A magnificent family member is the Pangasius gigas, called the Giant Catfish, that can grow up to 3 meters and weigh up to 150-200 kilograms, with the largest catch on record being a female 2.7 meters long and weighing 293 kg.

Scientifically Speaking

Pangasius belongs to a full family of catfish living in the Mekong and its estuaries in Vietnam. Two members of this family can be farmed—the Pangasius hypophthalmus (Vietnamese: Tra) and the Pangasius bocourti (Vietnamese: Basa). 95% of the 600.000 tons farmed in 2006 have been Pangasius hypophthalmus.

The Pangasius is a genus of catfishes of the family Pangasiidae. In 1993, Pangasius was one of two genera in the family Pangasiidae. At this point, it was separated into four subgenera: Pangasianodon, PteroPangasius, NeoPangasius and Pangasius.

Pangasianodon included P. gigas and P. hypophthalmus and was diagnosed by the absence of mandibular barbels, the absence of teeth in adults and the presence of a single lobed swimbladder. PteroPangasius included P. micronema and P. pleurotaenia and was diagnosed by four lobes in the swimbladder and with multiple segments in the last lobe. NeoPangasius included P. nieuwenhuisii, P. humeralis, P. lithostoma, P. kinabatanganensis, diagnosed by palatal teeth arranged in a single large patch and high vertebral counts. And Pangasius was the final subgenus and had no diagnostic features, containing the remaining species.
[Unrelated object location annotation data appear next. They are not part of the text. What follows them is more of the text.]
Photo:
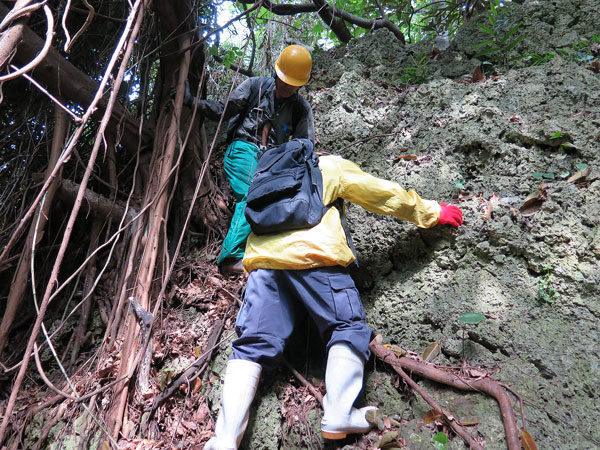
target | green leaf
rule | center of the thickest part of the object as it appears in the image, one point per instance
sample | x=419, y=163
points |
x=493, y=9
x=489, y=51
x=471, y=317
x=440, y=437
x=485, y=29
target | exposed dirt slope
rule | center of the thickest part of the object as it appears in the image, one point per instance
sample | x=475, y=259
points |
x=535, y=277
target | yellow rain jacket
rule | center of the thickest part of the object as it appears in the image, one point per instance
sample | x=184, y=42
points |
x=325, y=244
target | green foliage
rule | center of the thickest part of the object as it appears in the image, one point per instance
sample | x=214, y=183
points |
x=546, y=290
x=502, y=39
x=535, y=59
x=439, y=440
x=460, y=183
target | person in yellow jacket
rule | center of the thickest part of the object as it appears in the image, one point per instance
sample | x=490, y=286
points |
x=306, y=270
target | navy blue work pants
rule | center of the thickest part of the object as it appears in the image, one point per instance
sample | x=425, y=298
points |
x=275, y=298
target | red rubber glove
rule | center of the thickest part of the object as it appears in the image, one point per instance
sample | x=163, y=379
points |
x=450, y=215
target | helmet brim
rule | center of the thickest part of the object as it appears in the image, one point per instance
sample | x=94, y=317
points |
x=289, y=80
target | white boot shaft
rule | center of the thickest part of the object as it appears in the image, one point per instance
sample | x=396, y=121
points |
x=239, y=387
x=343, y=381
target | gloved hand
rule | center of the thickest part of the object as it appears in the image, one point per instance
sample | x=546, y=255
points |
x=188, y=98
x=450, y=215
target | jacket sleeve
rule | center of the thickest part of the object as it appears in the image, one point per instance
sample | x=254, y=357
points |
x=238, y=100
x=345, y=179
x=305, y=127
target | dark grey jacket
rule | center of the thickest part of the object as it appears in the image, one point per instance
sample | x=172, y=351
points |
x=281, y=117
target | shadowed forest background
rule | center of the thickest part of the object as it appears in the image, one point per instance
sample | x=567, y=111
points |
x=115, y=323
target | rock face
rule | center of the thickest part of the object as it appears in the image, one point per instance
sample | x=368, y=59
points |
x=486, y=146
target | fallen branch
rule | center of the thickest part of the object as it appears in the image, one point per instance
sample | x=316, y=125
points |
x=193, y=371
x=431, y=372
x=313, y=390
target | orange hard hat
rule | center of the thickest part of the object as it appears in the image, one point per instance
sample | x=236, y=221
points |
x=293, y=65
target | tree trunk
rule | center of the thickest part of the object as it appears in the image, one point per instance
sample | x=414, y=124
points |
x=36, y=231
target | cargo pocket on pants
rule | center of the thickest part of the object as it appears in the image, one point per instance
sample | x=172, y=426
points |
x=346, y=301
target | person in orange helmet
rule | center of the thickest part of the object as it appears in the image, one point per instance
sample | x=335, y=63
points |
x=263, y=112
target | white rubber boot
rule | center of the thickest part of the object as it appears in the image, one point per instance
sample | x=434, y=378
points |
x=239, y=387
x=343, y=381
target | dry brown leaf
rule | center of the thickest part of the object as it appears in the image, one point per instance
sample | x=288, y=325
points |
x=494, y=199
x=533, y=202
x=397, y=350
x=432, y=351
x=431, y=416
x=528, y=442
x=579, y=176
x=197, y=385
x=516, y=119
x=469, y=421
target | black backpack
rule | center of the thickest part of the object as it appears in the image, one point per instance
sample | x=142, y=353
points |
x=286, y=192
x=287, y=189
These subgeneric classifications were confirmed in 2000 except for NeoPangasius, which was found to be polyphyletic and was eventually classified under Pangasius, thus leaving three subgenera: Pangasianodon, PteroPangasius, and Pangasius.

Since then, the subgenera have been variably recognized as separate. P. gigas and P. hypophthalmus have been classified in the genus Pangasianodon, and P. micronemus and P. pleurotaenia in the genus Pseudolais (with PteroPangasius as a junior synonym).

Subgenus of Pangasianodon include Mekong giant catfish, Pangasius gigas Chevey, 1931 and Iridescent Shark, Pangasius hypophthalmus (Sauvage, 1878).